Tuesday, February 14, 2006, 2/14/2006 08:21:00 AM

Cut Out the Middleman -- Just Don't Use Trade Secrets

From the Court of Appeals for the First Circuit, APG, Inc. v. MCI Communications Corp., 2006 WL 295503 (1st Cir. Feb. 8, 2006), concerned a small company's attempts to sell MCI phone cards through CVS drug stores. Ultimately, plaintiff was bypassed when CVS contracted directly with MCI.

Plaintiff claimed that it brought CVS to the brink of finalizing an agreement but that MCI stepped in at the last minute after learning information in an email concerning the status of plaintiff's discussions with CVS. That email -- containing information concerning CVS's needs, its interests in MCI's product, and the imminence of the decision -- was a trade secret according to plaintiff.
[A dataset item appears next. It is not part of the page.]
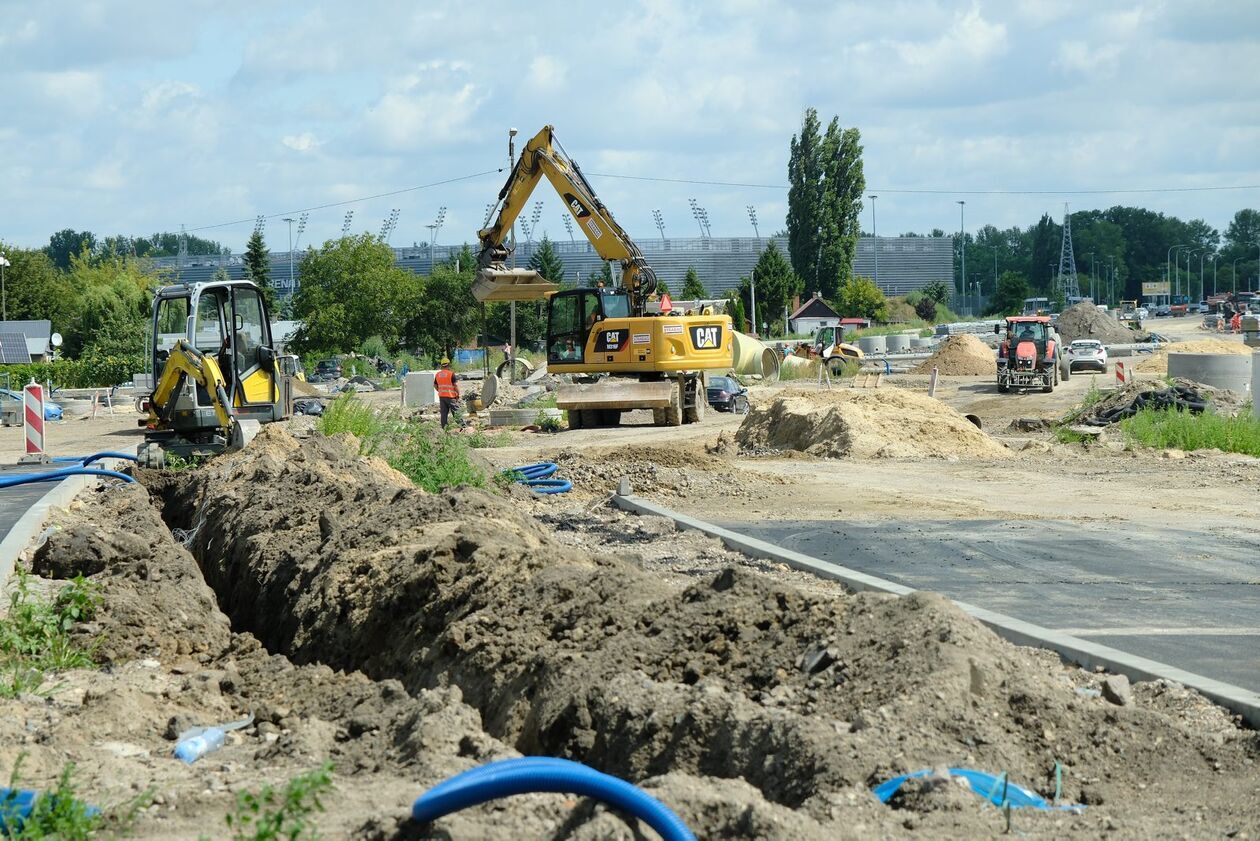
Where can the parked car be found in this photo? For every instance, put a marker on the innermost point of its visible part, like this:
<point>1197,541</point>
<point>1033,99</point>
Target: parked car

Not so, said the Court of Appeals. Although MCI did not previously have the information, the court agreed that "it was obtainable within normal business channels had MCI sought to do so." That was the case even though the information may have contained "knowledge that MCI had originally obtained unfairly and then used to its advantage without properly compensating" plaintiff.

While plaintiff could not state a trade secrets claim, the Court of Appeals held that it might be able to assert an unjust enrichment claim under the circumstances.